A Comissão do Congresso Nacional que estava analisando a MP 759 de 22 de dezembro de 2016 aprovou nessa semana o seu relatório de aprovação da MP, o qual agora será encaminhado para votação e não tenhamos dúvidas para futura aprovação e conversão da MP em Lei.

Leia na íntegra: http://www.redebrasilatual.com.br/cidadania/2017/05/comissao-no-congresso-aprova-mp-de-temer-que-fragiliza-a-reforma-agraria

A polêmica MP, numa canetada só e sem nenhum debate com a população, altera profundamente o regime jurídico existente no país de acesso a terra principalmente para os mais pobres seja no campo seja na cidade. A partir de agora o acesso a terra não serve mais para garantir moradia digna, cidades justas e segurança na posse. Com a aprovação da MP os princípios passam a ser os de: “competitividade, sustentabilidade econômica, social e ambiental, ordenação territorial, eficiência energética e complexidade funcional…..” (texto da MP 759/2016). Foram literalmente colocados no lixo, porque revogado o capítulo III da Lei 11.977/2009, os princípios da função social da propriedade, da moradia como direito fundamental, acesso a terra urbanizada para todos e para todas. Agora o que importa é a eficiência, seja lá o que isso queira dizer dentro de um processo de regularização fundiária; e a competitividade, idem ao anterior.

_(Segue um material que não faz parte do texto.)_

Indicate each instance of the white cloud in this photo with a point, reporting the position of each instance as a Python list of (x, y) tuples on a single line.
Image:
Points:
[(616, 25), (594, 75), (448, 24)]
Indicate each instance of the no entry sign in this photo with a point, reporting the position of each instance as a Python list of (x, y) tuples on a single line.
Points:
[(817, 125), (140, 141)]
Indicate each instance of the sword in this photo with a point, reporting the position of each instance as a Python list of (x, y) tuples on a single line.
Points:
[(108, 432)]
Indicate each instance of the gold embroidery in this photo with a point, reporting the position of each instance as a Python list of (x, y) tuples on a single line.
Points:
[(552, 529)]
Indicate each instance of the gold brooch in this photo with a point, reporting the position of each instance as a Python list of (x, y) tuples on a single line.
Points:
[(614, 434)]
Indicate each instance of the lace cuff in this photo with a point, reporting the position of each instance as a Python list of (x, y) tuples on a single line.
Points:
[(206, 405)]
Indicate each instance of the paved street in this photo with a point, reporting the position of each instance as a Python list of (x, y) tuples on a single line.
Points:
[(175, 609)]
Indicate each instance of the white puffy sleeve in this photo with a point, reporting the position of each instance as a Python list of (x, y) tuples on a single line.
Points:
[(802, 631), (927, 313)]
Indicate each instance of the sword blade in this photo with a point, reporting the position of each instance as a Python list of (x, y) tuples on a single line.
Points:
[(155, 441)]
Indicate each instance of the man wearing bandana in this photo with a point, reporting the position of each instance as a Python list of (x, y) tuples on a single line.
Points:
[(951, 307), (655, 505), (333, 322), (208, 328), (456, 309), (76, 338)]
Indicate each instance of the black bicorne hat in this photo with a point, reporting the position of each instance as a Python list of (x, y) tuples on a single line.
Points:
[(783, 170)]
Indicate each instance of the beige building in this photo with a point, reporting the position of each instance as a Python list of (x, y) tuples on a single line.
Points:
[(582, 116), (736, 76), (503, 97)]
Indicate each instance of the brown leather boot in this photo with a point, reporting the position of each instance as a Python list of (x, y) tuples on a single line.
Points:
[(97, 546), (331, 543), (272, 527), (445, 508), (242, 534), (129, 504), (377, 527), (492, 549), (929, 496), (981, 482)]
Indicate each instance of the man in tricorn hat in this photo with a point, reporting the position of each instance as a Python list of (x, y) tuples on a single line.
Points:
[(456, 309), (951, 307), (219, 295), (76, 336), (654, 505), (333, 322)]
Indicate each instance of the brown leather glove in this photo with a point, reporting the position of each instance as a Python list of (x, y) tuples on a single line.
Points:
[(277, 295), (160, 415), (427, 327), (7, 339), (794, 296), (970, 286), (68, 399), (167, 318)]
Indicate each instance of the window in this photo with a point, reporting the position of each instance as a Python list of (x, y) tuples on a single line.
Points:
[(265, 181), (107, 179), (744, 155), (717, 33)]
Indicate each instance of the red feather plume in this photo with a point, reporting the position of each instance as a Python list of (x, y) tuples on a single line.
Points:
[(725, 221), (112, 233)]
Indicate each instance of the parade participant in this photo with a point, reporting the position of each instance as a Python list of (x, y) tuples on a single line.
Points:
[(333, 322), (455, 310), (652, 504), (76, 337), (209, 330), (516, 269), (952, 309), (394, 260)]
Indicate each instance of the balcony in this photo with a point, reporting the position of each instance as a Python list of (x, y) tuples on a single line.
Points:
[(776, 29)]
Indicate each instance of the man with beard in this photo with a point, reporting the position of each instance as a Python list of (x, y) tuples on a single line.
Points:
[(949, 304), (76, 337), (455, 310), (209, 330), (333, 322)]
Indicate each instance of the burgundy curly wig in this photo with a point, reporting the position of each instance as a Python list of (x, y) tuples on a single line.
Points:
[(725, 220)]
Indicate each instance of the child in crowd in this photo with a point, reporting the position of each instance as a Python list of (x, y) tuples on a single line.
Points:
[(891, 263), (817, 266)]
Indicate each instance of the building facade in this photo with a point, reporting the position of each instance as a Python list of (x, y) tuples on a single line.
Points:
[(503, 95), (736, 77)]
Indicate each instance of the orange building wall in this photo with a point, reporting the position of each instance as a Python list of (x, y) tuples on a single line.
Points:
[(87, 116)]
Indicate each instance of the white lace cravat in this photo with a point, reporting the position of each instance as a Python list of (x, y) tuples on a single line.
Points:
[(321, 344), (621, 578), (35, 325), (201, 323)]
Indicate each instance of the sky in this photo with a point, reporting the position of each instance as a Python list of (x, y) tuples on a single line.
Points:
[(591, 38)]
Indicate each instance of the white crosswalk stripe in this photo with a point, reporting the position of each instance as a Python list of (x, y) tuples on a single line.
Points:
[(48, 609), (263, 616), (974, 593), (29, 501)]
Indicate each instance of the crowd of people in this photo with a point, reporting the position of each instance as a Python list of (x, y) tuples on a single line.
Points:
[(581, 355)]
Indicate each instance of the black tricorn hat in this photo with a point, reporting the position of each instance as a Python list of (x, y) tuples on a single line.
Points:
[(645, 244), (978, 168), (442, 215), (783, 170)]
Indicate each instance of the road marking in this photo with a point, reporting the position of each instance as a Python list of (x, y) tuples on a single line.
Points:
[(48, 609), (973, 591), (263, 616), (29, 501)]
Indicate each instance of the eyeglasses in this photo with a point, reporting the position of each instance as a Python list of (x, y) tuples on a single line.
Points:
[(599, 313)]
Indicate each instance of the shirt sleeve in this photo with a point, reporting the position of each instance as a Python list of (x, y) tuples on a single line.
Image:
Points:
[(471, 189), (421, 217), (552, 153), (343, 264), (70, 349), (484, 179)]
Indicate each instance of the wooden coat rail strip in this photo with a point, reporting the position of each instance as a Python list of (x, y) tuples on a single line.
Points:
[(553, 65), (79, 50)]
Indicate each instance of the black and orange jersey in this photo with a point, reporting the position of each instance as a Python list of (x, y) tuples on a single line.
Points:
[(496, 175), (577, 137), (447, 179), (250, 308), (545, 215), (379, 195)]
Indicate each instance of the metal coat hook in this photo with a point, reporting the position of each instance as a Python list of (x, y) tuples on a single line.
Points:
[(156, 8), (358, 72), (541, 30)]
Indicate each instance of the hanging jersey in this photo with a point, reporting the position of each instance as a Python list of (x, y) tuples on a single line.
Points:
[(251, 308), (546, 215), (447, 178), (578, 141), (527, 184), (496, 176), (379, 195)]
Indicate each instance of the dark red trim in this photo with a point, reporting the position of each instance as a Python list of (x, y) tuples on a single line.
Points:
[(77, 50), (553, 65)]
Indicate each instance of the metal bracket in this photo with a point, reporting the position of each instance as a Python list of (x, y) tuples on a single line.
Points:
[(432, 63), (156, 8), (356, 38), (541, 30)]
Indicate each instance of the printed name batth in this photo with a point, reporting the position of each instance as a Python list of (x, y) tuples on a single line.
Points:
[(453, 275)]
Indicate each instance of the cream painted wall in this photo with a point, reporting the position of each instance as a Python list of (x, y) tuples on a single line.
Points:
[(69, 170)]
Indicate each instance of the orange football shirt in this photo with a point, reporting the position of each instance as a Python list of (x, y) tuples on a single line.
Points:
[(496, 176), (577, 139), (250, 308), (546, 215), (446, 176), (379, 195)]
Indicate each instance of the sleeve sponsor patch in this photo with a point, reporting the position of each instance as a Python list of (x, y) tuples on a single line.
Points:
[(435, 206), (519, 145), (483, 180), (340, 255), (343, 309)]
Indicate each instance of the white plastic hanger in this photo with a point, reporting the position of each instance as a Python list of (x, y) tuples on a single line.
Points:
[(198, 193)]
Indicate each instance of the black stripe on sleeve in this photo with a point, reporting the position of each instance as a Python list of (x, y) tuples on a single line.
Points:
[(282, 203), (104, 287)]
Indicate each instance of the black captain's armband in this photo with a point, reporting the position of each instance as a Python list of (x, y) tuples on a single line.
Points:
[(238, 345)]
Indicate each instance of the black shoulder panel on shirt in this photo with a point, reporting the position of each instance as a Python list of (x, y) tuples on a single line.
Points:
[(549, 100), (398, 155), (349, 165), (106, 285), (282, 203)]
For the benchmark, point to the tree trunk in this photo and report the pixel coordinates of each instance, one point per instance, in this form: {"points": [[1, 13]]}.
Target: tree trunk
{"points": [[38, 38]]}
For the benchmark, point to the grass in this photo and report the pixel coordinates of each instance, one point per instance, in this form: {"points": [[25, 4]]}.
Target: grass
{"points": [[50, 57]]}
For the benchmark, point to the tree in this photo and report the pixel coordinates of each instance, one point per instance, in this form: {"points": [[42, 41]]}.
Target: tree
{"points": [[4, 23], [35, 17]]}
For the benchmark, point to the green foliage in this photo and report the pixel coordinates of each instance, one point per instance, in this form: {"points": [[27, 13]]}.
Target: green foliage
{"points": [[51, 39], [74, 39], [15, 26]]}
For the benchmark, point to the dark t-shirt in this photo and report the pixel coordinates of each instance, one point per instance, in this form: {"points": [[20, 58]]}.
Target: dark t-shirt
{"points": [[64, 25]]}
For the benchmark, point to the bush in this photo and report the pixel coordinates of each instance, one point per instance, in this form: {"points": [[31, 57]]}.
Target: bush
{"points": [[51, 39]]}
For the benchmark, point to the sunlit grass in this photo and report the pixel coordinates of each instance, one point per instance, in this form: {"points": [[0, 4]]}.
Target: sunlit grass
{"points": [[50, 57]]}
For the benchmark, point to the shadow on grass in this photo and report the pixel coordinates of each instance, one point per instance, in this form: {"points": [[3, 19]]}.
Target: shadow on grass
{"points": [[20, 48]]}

A gravidade das alterações são tão grandes que motivou nota técnica de inúmeros órgãos e entidades preocupadas com a questão fundiária no Brasil, como, por exemplo, a Recomendação do Conselho Nacional de Direitos Humanos http://www.sdh.gov.br/sobre/participacao-social/cndh/recomendacoes-1/recomendacao-05-regularizacao-fundiaria/, a Nota Técnica do Ministério Público Federal http://www.mpf.mp.br/pgr/documentos/nt_mpv_759.pdf e a Carta ao Brasil – MP 759/2016 http://www.ibdu.org.br/eficiente/sites/ibdu. org.br/ptbr/site.php?secao=noticias&pub=128.

Porém, essa MP somente conseguiu atropelar todo o marco jurídico existente nacionalmente sobre a questão fundiária porque vivemos num Golpe de Estado. Esse Congresso que está agora legislando é o mesmo que derrubou um governo legitimamente eleito e as leis que estão sendo propostas, votadas e aprovadas refletem os interesses de uma classe dominante que quer defender seus interesses e negócios.

Por isso, que a MP 759 não somente mudou os princípios da regularização fundiária, agora voltados para a financeirização da cidade e para o mercado, mas também tratou de anistiar loteamentos clandestinos, regularizar as grilagens de terras, e até regularizar mansões e marinas particulares em Ilhas e áreas da União que deveriam ser de uso comum do povo.

O Golpe não foi de graça. Agora se está cobrando a fatura. E infelizmente o acesso à terra foi faturado.